Legacy pin fields are not part of the supported contract.

Migration Guide

Replace legacy fields in column definitions:

  • sticky: "left" -> pin: "left"
  • sticky: "right" -> pin: "right"
  • stickyLeft: true|number -> pin: "left"
  • stickyRight: true|number -> pin: "right"
  • pinned: true|"left" -> pin: "left"
  • pinned: "right" -> pin: "right"
  • lock: "left"|"right" / locked: true -> pin: "left"|"right"

Selection Geometry Spaces

Selection runtime uses one coordinate contract:

  • table/world space: content coordinates before scroll transform.
  • viewport space: visible coordinates after applying scroll.
  • client space: DOM client coordinates (requires viewport origin for conversion).

Core helpers in src/selection/coordinateSpace.ts are the canonical conversion path used by overlay/fill/selection adapters.

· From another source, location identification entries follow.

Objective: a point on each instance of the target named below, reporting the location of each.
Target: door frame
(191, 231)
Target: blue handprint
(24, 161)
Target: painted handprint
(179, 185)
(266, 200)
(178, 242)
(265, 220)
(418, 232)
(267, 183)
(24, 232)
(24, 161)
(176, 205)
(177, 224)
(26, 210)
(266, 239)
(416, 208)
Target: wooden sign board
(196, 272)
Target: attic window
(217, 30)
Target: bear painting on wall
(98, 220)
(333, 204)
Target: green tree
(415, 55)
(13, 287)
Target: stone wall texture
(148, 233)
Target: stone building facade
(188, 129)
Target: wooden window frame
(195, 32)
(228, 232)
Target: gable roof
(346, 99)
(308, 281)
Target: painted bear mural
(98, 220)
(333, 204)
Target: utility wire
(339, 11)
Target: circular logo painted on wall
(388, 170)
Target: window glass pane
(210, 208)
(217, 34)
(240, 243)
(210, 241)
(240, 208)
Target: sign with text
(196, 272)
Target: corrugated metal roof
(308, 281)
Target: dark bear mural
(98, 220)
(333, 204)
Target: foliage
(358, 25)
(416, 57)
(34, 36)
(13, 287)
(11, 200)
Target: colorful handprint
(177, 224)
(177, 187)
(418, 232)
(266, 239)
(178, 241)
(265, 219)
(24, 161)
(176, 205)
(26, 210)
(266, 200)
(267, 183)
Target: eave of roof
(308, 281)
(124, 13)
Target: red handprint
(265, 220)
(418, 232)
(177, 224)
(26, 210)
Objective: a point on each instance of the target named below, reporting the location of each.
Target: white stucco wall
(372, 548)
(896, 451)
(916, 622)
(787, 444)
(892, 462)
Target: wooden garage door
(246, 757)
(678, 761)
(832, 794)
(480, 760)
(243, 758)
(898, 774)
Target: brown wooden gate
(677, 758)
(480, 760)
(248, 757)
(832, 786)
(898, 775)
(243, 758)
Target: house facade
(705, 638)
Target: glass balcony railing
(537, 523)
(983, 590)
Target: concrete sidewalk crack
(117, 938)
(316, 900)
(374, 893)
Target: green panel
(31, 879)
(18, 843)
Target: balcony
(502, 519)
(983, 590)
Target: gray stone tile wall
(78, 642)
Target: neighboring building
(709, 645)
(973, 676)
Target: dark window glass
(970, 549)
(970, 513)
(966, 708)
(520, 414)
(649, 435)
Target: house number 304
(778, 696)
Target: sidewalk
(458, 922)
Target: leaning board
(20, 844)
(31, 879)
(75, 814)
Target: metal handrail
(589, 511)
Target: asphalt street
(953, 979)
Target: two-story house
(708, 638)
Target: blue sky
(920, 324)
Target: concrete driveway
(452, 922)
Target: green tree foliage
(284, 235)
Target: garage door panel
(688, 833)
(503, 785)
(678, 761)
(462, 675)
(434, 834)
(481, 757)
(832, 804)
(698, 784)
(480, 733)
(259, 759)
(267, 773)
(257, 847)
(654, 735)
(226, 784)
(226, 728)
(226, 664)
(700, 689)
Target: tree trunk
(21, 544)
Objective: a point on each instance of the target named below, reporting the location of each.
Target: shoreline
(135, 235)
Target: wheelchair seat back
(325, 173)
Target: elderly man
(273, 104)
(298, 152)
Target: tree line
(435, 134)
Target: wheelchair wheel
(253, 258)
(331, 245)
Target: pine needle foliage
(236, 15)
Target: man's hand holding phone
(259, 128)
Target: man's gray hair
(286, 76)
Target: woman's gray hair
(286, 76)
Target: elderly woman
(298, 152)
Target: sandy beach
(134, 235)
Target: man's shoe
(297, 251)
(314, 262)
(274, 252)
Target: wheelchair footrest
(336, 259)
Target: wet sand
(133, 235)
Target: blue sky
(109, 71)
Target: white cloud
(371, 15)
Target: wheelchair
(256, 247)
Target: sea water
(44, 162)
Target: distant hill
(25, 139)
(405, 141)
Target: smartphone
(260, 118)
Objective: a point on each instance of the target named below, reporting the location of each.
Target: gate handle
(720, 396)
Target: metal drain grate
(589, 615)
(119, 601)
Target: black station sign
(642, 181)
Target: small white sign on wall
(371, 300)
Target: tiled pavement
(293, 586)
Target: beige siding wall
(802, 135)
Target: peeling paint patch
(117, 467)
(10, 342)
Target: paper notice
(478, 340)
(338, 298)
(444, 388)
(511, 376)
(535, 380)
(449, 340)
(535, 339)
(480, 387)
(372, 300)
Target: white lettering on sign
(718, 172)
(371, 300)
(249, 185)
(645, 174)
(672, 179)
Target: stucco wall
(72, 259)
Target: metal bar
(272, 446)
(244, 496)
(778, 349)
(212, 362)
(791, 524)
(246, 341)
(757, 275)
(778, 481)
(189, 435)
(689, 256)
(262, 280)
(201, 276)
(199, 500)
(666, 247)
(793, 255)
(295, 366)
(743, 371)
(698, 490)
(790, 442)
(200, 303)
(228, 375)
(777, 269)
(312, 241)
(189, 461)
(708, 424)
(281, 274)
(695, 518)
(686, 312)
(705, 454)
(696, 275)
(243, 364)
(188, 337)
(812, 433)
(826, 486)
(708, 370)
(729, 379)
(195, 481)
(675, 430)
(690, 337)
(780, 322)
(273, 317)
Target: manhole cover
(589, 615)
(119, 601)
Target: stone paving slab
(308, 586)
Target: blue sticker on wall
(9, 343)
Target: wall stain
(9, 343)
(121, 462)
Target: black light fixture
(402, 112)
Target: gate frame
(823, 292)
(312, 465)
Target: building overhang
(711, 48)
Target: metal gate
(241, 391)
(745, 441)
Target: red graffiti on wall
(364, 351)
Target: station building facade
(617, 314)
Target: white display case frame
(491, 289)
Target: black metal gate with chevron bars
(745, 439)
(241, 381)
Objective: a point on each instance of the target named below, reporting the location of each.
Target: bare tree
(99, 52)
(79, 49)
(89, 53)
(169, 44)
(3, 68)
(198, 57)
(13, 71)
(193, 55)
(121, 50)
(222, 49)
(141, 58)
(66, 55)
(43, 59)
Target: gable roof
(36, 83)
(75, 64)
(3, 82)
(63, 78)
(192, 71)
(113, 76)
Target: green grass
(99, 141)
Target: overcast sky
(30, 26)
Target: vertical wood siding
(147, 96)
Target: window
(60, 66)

Horizontal Virtualization Contract

Horizontal virtualization now uses a deterministic clamp/update path:

  • clamp calculation is centralized in src/viewport/dataGridViewportHorizontalClamp.ts
  • prepare phase is pure (no mutation of input meta)
  • stress coverage includes 100k rows and 500+ columns with pinned left/right mix

Build/Type Check

  • npm run build - compile public contract to dist
  • npm run type-check - check only public contract surface

Roadmap

Execution and quality hardening are tracked in: datagrid-ag-architecture-acceptance-checklist.md.